Project information
Exploring Pentamethinium Salts for Antimetastatic Efficacy in Melanoma Model: Intratumoral vs. Systemic Delivery Strategies in Neoadjuvant Approach (Antimetastatic potential of PMS in melanoma model)

In recent decades, significant progress has been made in the field of cancer research, particularly in the diagnosis and treatment of various types of cancer. Despite these advancements, the challenge of dealing with metastases remains substantial. In this project, we will focus on a melanoma model, where distant organ metastasis is the leading cause of death. Melanoma is often considered as one of the most challenging cancers to treat with conventional approaches, including chemotherapy, radiation therapy, and early-stage targeted therapies. Melanoma differs from non-melanoma skin cancers in its propensity for local, regional, and distant spread. The initial phases of cancer metastasis encompass invasion, angiogenesis, intravasation, extravasation, dissemination, and the subsequent colonization of the target organ.
Nowadays, cytostatic drugs are commonly used, however, their impact is primarily limited to restraining the uncontrolled growth of malignant cells and novel therapeutic strategies aimed at preventing invasiveness and metastasis are still lacking. Migrastatic strategies offer a unique therapeutic approach designed to prevent the formation of systemic malignant lesions and reduce cancer-related mortality. Since the migration machinery has been proven to facilitate the spread of metastases, successful migrastatic therapy could potentially decrease the necessity for high-dose cytotoxic treatments currently utilized to prevent the risk of metastatic dissemination. The optimal targets for migrastatic therapy include components essential for various types of cellular motility, such as ATP availability, mitochondrial metabolism, and cytoskeleton rearrangement.

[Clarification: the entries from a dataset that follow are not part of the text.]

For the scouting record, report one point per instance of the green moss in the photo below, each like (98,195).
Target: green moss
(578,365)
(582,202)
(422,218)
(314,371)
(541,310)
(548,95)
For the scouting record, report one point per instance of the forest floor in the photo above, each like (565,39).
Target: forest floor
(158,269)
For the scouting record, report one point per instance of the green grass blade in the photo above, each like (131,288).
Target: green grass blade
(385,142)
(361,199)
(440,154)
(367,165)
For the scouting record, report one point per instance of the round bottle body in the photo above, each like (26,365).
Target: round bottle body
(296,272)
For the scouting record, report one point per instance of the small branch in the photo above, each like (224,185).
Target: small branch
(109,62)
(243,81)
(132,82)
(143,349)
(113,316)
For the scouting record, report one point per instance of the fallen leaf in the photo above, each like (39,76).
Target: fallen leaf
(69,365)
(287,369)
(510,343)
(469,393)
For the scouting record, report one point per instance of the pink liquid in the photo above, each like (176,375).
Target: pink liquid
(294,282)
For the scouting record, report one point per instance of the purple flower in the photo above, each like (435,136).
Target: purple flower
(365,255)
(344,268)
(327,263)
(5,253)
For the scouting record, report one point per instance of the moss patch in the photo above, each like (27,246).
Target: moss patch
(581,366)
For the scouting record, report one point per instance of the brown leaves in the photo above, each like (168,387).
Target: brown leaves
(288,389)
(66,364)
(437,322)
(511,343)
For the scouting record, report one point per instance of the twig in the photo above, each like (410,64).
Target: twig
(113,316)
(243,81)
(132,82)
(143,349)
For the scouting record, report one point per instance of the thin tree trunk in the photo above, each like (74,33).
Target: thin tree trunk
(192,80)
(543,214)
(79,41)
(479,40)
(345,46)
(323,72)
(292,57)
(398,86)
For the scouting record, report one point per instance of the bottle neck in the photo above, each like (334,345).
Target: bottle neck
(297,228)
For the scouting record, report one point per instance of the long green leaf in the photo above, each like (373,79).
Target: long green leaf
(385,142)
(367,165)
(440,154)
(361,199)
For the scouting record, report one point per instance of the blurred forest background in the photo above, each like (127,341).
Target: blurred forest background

The selected compounds from the group of pentamethinium salts (PMS) meet the criteria mentioned above. PMS bind to the inner mitochondrial membrane and inhibit mitochondrial respiration, reducing overall ATP production. They also inhibit actin polymerization, as well as the migration and invasion of tumor cells.
In this project, our aim is to identify a compound within the PMS group that exhibits the most potent antimetastatic effects in a melanoma mouse model. Additionally, we intend to conduct a comparative analysis of intratumoral and systemic (intraperitoneal) therapy strategies within a neoadjuvant approach.